For context, a typical therapeutic dose for depression is around 0.5 mg/kg delivered intravenously, while anesthetic doses range from 1 to 4.5 mg/kg. The recreational users in these studies were consuming quantities orders of magnitude higher than therapeutic doses, daily, for years. The dose and frequency gap between clinical treatment and the kind of use that causes structural brain damage is enormous, but it underscores that ketamine is not a substance the brain tolerates in large amounts over time.

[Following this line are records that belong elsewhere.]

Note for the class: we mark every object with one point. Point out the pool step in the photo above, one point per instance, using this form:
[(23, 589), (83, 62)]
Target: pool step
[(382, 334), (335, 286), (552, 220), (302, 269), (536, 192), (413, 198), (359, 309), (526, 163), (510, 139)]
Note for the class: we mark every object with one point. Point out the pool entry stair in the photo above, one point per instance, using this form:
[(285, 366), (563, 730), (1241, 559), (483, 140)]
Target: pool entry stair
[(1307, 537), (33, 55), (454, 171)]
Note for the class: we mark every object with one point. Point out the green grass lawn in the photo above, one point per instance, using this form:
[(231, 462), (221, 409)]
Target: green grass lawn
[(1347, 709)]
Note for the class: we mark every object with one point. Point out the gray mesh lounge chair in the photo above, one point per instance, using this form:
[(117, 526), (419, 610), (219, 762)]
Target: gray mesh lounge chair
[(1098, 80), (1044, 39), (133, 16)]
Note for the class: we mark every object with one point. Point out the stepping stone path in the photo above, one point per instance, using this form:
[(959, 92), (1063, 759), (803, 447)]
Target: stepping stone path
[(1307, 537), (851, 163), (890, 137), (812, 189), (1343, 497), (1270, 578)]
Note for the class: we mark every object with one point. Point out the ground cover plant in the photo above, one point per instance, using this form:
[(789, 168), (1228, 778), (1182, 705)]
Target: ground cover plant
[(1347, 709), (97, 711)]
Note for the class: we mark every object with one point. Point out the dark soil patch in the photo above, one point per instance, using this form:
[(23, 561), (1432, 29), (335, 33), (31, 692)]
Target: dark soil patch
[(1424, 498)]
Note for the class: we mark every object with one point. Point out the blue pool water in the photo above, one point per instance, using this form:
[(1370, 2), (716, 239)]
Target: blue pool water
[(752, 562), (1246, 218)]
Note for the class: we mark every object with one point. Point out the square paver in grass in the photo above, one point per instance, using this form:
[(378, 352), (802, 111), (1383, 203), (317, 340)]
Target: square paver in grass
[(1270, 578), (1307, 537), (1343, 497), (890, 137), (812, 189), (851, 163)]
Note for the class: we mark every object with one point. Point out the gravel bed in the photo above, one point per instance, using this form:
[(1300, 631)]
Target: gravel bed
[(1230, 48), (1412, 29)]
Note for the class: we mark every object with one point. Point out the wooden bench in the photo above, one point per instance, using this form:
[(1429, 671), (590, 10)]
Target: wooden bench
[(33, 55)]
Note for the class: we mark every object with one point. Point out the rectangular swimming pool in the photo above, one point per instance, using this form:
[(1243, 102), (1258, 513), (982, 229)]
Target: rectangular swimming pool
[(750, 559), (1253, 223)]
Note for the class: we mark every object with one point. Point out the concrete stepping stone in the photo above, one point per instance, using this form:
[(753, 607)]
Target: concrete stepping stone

Esketamine vs. Standard Ketamine
The ketamine molecule exists in two mirror-image forms. Standard ketamine contains both forms in equal amounts. Esketamine (sold as a nasal spray under the brand name Spravato) isolates the S-form, which binds to NMDA receptors about four times more potently. This higher potency means lower doses can be used, potentially reducing dissociative side effects.
Interestingly, preclinical research suggests the other mirror form, R-ketamine (arketamine), may actually produce stronger and longer-lasting antidepressant effects with fewer side effects than either standard ketamine or esketamine. Arketamine is currently in clinical development but not yet available as a treatment. The fact that different forms of the same molecule produce different brain effects highlights how much more complex ketamine’s mechanism is than simple receptor blockade.